Hezbollah and Hamas are classified as terrorist groups by the United States, not because they are Islamist but because they advocate armed struggle, especially against Israel.
In the middle of the Islamist spectrum is a variety of parties as politically active as their mostly undemocratic countries allow. Social welfare work, a prominent element in Islamist action, is one way they win popular support.
Egypt's Muslim Brotherhood, the oldest of them all, began in 1928 advocating a fully Islamic state. However, it has softened that over the past few decades of banned but unofficially tolerated political activity under President Hosni Mubarak.
As the main opposition party, it is set to play a prominent role in post-Mubarak Egypt, but its cautious leaders say they do not want to lead any new government.
Akbar Ahmed, a Pakistani-born professor of Islamic studies at the American University in Washington, doubted the Brotherhood would hijack Egypt's uprising to create a theocracy.
"An Iranian revolution is not possible in a Sunni country," he said, since clergy play a far smaller role than in Shi'ism.
Another long-established Islamist party, Jamaat-i-Islami in mostly Sunni Pakistan, scores only single-digit results at the polls despite the strong role religion plays in politics there.
Rachid Ghannouchi, leader of Ennahda in Tunisia, has long advocated more liberal policies than the Brotherhood.
He supports full political rights for all citizens, for example, unlike the Brotherhood that wants to bar non-Muslims and women from top posts such as Egypt's presidency.
ISLAMISM IN POWER
Turkey's Justice and Development Party (AK) dominates the other end of the spectrum and has become the leading model for Islamists who want to combine faith and parliamentary democracy.
First elected in 2002, Prime Minister Tayyip Erdogan has focused far more on reforming the economy than on passing laws to please the more Islamist wing of his supporters.
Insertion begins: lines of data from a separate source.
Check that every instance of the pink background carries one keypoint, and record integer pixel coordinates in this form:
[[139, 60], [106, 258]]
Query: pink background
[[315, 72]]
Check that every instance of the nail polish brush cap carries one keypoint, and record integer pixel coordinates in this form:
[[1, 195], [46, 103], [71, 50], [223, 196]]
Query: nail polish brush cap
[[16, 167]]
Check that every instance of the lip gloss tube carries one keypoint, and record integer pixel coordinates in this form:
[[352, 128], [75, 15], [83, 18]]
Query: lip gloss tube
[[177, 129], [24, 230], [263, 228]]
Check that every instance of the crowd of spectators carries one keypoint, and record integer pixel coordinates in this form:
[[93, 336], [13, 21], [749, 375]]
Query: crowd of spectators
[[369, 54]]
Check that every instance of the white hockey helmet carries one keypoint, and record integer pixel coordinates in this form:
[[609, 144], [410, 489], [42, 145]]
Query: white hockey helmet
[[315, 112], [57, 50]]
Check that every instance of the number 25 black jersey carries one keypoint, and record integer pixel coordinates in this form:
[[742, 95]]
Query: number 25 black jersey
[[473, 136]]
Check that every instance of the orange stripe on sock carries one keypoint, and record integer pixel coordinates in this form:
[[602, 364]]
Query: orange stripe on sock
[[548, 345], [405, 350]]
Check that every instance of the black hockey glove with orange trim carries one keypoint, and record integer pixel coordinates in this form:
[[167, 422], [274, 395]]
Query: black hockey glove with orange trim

The AK's opponents accuse it of pursuing an Islamist agenda by stealth. But the party, which plans to redraw the constitution if it wins a third term at elections in June, denies any plan to roll back the secularist principles of the state.
Forerunners of the AK Party were more ideologically Islamic, like the Muslim Brotherhood, but Erdogan turned it into a conservative party inspired by Muslim values, something akin to the Christian Democratic parties popular in post-war Europe.
"Islam can't be separated from politics but it should be separated from the state," Akyol said. "A party can take its inspiration from Islam and still work in a democratic system."
Islam is more visible now in officially secular Turkey than before Erdogan -- headscarves are more common, for example -- but that comes more from a new and more religious middle class than any laws the AK Party majority in parliament has passed.
"These cultural differences are related to religion but it's too simple to reduce them to religion," Feldman said.